0B      bb.0 (%ir-block.0):
          liveins: $xmm0, $xmm1
16B       %4:vr128 = COPY $xmm1
32B       %0:vr128 = COPY $xmm0
48B       %5:vr128 = MOVAPSrm $rip, 1, $noreg, %const.0, $noreg :: (load (s128) from constant-pool)
112B      %4:vr128 = PADDDrr %4:vr128(tied-def 0), %0:vr128
116B      %6:vr128 = COPY %0:vr128
120B      %6:vr128 = PXORrr %6:vr128(tied-def 0), %5:vr128
144B      %5:vr128 = PXORrr %5:vr128(tied-def 0), %4:vr128
176B      %6:vr128 = PCMPGTDrr %6:vr128(tied-def 0), %5:vr128
208B      %6:vr128 = PORrr %6:vr128(tied-def 0), %4:vr128
224B      $xmm0 = COPY %6:vr128
240B      RET 0, $xmm0

So this is another pass order problem between scheduling/TwoAddressInstructionPass.

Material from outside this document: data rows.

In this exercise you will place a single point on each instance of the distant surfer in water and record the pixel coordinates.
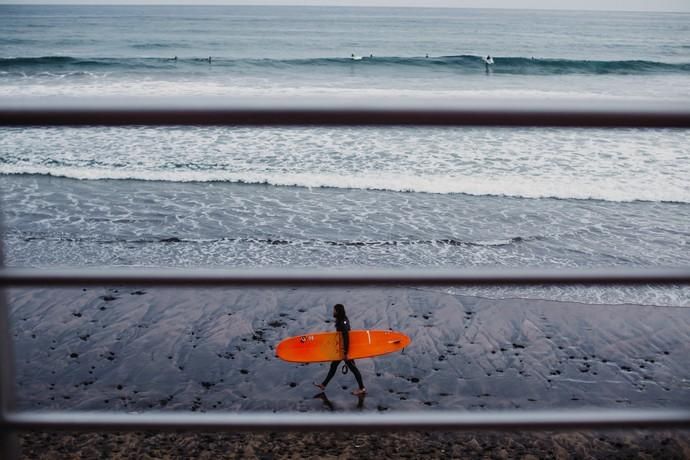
(342, 325)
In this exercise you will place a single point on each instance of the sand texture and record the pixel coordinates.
(206, 350)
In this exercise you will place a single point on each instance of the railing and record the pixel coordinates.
(12, 420)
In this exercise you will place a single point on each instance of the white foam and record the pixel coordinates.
(626, 165)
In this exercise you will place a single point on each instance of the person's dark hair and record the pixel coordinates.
(339, 310)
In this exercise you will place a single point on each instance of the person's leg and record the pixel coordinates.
(331, 373)
(351, 365)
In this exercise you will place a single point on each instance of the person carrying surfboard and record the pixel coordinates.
(342, 325)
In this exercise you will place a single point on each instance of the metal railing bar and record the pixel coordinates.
(507, 117)
(16, 277)
(489, 420)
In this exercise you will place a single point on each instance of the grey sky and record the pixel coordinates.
(616, 5)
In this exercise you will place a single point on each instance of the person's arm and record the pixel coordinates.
(346, 342)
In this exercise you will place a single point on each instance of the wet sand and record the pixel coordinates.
(205, 350)
(667, 445)
(129, 349)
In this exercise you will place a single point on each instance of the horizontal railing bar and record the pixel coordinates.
(489, 420)
(508, 117)
(16, 277)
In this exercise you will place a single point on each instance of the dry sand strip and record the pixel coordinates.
(668, 445)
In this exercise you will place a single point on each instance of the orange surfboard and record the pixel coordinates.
(319, 347)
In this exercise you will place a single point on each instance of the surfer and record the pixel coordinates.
(342, 324)
(488, 61)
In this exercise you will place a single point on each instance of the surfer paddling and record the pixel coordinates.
(342, 325)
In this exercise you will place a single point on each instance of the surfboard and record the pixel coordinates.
(317, 347)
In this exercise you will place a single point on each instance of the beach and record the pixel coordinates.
(528, 446)
(346, 198)
(140, 350)
(172, 349)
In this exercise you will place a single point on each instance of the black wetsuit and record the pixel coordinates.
(344, 327)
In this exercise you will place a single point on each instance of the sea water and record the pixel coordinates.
(350, 197)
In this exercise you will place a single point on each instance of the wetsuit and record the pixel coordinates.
(344, 327)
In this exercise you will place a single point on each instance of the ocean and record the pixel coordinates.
(350, 197)
(346, 198)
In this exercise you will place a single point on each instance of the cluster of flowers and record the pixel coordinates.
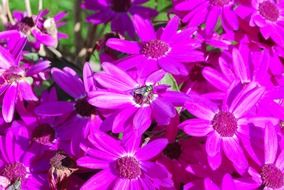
(195, 102)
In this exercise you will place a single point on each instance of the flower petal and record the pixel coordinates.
(144, 28)
(151, 149)
(9, 101)
(213, 144)
(196, 127)
(270, 144)
(69, 83)
(129, 47)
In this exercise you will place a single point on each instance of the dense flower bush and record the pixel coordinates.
(190, 96)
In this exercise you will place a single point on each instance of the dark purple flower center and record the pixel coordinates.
(14, 171)
(143, 95)
(173, 150)
(13, 74)
(155, 49)
(44, 134)
(120, 5)
(271, 176)
(219, 3)
(269, 10)
(83, 108)
(26, 24)
(128, 167)
(225, 124)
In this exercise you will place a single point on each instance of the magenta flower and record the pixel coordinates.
(118, 13)
(268, 15)
(270, 173)
(44, 30)
(209, 12)
(14, 80)
(168, 49)
(135, 102)
(81, 116)
(21, 164)
(224, 125)
(124, 165)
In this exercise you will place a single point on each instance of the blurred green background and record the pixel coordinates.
(67, 46)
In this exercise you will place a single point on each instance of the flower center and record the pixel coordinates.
(219, 3)
(128, 167)
(26, 24)
(272, 177)
(225, 124)
(13, 74)
(121, 5)
(14, 171)
(173, 150)
(155, 49)
(43, 134)
(269, 10)
(83, 108)
(143, 95)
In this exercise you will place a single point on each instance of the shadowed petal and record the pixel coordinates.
(196, 127)
(129, 47)
(69, 83)
(48, 108)
(9, 102)
(98, 181)
(234, 152)
(151, 149)
(144, 28)
(270, 144)
(110, 100)
(213, 144)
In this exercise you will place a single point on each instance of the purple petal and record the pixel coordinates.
(250, 100)
(196, 127)
(88, 77)
(9, 102)
(215, 78)
(212, 19)
(162, 111)
(210, 185)
(144, 28)
(213, 144)
(48, 108)
(6, 59)
(37, 68)
(121, 184)
(142, 119)
(129, 47)
(234, 152)
(106, 143)
(64, 79)
(171, 29)
(120, 74)
(98, 181)
(93, 163)
(26, 91)
(110, 100)
(151, 149)
(202, 108)
(227, 182)
(240, 67)
(280, 161)
(271, 144)
(121, 118)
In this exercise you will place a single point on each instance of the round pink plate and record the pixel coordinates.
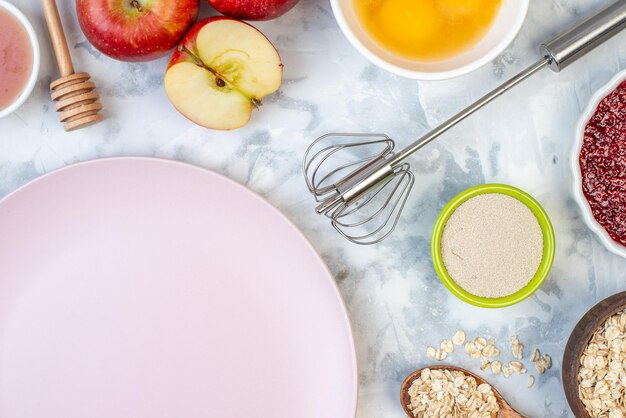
(145, 288)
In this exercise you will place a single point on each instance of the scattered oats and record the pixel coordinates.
(540, 367)
(480, 343)
(490, 351)
(547, 361)
(602, 372)
(459, 338)
(496, 367)
(439, 393)
(430, 352)
(517, 348)
(476, 353)
(447, 346)
(535, 356)
(516, 366)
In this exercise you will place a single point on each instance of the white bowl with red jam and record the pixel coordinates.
(598, 164)
(19, 61)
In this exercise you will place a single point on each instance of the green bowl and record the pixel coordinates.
(548, 246)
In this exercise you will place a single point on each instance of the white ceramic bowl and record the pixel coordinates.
(604, 236)
(36, 58)
(504, 29)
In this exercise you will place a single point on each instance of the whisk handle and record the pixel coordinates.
(585, 36)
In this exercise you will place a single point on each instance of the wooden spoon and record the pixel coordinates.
(77, 100)
(506, 411)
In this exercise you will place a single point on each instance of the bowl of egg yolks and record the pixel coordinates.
(430, 39)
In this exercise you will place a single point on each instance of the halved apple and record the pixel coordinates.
(221, 71)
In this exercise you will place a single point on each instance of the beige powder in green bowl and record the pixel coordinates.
(492, 245)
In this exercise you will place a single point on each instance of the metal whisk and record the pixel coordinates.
(365, 189)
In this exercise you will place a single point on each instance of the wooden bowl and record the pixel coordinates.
(506, 411)
(577, 342)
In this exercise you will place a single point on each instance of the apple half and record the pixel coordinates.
(221, 71)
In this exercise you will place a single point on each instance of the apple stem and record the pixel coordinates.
(136, 5)
(218, 77)
(220, 80)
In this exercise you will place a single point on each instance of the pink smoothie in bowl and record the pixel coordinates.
(19, 58)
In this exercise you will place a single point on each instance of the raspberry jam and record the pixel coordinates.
(603, 164)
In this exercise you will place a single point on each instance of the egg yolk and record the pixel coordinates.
(427, 30)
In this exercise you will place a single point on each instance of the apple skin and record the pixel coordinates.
(253, 9)
(226, 111)
(136, 30)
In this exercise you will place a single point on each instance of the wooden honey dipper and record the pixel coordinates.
(75, 96)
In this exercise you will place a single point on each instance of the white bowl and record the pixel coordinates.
(585, 209)
(503, 30)
(36, 58)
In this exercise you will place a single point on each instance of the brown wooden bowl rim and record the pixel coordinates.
(576, 343)
(404, 389)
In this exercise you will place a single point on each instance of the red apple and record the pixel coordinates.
(253, 9)
(136, 30)
(221, 71)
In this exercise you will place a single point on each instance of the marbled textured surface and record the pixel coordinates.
(397, 305)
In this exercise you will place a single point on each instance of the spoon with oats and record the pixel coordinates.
(448, 389)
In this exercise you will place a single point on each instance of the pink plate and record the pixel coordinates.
(144, 288)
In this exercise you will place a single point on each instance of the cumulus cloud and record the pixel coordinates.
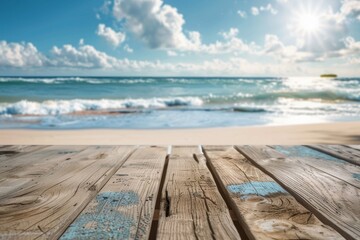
(242, 14)
(255, 11)
(85, 56)
(287, 53)
(113, 37)
(233, 32)
(268, 8)
(351, 7)
(128, 49)
(157, 24)
(20, 55)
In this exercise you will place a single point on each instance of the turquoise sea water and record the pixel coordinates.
(150, 102)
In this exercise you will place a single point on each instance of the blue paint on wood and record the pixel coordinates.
(263, 189)
(302, 151)
(356, 176)
(106, 221)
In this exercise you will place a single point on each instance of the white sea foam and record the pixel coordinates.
(57, 107)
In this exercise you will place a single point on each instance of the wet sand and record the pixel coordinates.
(326, 133)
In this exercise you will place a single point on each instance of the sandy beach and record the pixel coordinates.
(326, 133)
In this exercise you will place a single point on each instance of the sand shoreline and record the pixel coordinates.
(324, 133)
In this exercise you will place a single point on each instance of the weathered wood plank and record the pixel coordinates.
(334, 201)
(55, 193)
(22, 172)
(355, 146)
(10, 151)
(124, 208)
(338, 168)
(191, 206)
(266, 210)
(342, 152)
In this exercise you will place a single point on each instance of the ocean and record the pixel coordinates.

pengfei accepted this revision.Nov 22 2021, 11:19 PM

LGTM.

This revision is now accepted and ready to land.Nov 22 2021, 11:19 PM
This revision was landed with ongoing or failed builds.Nov 29 2021, 7:05 PM
This revision was automatically updated to reflect the committed changes.
dongAxis1944 added inline comments.
llvm/lib/CodeGen/TwoAddressInstructionPass.cpp
389

hi, I have a question, why does the code not break here directly?

pengfei added inline comments.Feb 15 2022, 5:59 AM
llvm/lib/CodeGen/TwoAddressInstructionPass.cpp
389

It finds the last use in BB, see comments above.